Emprunt souverain : le 15 janvier 2026, l’État luxembourgeois lançait son « Defence Bond », un emprunt public de 150 millions d’euros sur trois ans et destiné à financer sa défense nationale. En moins de 24 heures, l’intégralité des titres a été vendue. 

Labels « Defence Bond » : pour renforcer la lisibilité et la transparence des multiples produits proposés, et pour instaurer la confiance des particuliers et investisseurs dans ces derniers, Euronext a en juillet 2025 lancé son label « Euronext European Defence Bond Label ».

Ce cadre-directeur volontaire permet une identification claire et harmonisée des émissions obligataires dédiées à la sécurité et à la défense européennes qui sont proposées aux investisseurs et particuliers. Le dispositif vise aussi à renforcer la transparence, la cohérence et la confiance du marché dans les instruments de dette liés à la Défense et à la Sécurité. Les émissions obligataires de bpifrance et du Groupe BPCE ont bénéficié du label. 

Le label Euronext s’inscrit dans un mouvement plus mondial, selon une note du cabinet d’avocats d’affaires international Clifford Chance. Le Luxembourg a lui aussi publié son propre « Defence Bond Framework »  pour ses émissions d’obligations destinées à financer l’effort de défense. 

Changement de paradigme

Pour Clifford Chance, l’émergence des obligations de défense européennes reflète un changement de paradigme d’investissement dans le nouveau contexte géopolitique, précisant que « bien que les critères ESG (Environnemental, Social, Gouvernance) aient longtemps dominé les préoccupations des investisseurs éthiques et responsables, les impératifs de sécurité sont désormais en train de remodeler cette hiérarchie. » 

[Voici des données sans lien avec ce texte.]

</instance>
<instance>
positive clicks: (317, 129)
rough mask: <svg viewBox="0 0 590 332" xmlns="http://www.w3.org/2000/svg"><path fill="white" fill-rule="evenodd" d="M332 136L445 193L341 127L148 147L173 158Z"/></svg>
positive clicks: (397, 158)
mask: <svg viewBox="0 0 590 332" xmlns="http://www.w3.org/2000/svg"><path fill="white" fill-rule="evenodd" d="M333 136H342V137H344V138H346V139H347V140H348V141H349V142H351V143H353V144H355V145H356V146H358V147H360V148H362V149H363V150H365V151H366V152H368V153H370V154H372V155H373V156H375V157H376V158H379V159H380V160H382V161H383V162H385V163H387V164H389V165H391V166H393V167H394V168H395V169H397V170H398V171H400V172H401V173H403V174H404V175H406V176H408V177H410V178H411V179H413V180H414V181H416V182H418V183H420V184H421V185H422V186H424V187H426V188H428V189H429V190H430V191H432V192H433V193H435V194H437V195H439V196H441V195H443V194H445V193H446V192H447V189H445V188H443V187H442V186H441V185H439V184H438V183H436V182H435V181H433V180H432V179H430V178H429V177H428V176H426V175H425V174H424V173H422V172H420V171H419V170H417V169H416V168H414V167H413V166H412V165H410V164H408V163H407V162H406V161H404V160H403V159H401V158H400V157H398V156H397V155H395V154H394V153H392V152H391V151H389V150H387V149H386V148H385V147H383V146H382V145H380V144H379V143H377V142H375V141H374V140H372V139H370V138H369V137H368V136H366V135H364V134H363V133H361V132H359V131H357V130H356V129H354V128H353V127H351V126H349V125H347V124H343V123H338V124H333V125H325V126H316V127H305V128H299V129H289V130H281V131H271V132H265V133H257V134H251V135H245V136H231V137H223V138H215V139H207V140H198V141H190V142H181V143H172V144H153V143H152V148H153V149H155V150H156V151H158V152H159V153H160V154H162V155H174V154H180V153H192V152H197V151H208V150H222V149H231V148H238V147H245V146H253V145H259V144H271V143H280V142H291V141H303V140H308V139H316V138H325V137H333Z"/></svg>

Suite au succès de l’emprunt souverain luxembourgeois, Anthony Villeneuve (économiste à la Chambre de Commerce du Luxembourg) estime que cet engouement nous éclaire sur les arbitrages actuels des épargnants, sur le rapport de la population à l’effort de défense et sur la solidité du lien de confiance entre citoyens et État. 

« Ce type d’instrument répondait à une attente réelle, jusque-là peu satisfaite par l’offre existante et a agi comme une valeur refuge, » résume-t-il. « L’émission témoigne aussi d’un consentement collectif, la défense étant perçue comme un bien commun, qui justifie une mobilisation financière du grand public, dès lors qu’elle est jugée équitable. L’expérience montre qu’un instrument bien ciblé, transparent et adossé à une forte crédibilité institutionnelle peut mobiliser rapidement l’épargne nationale ».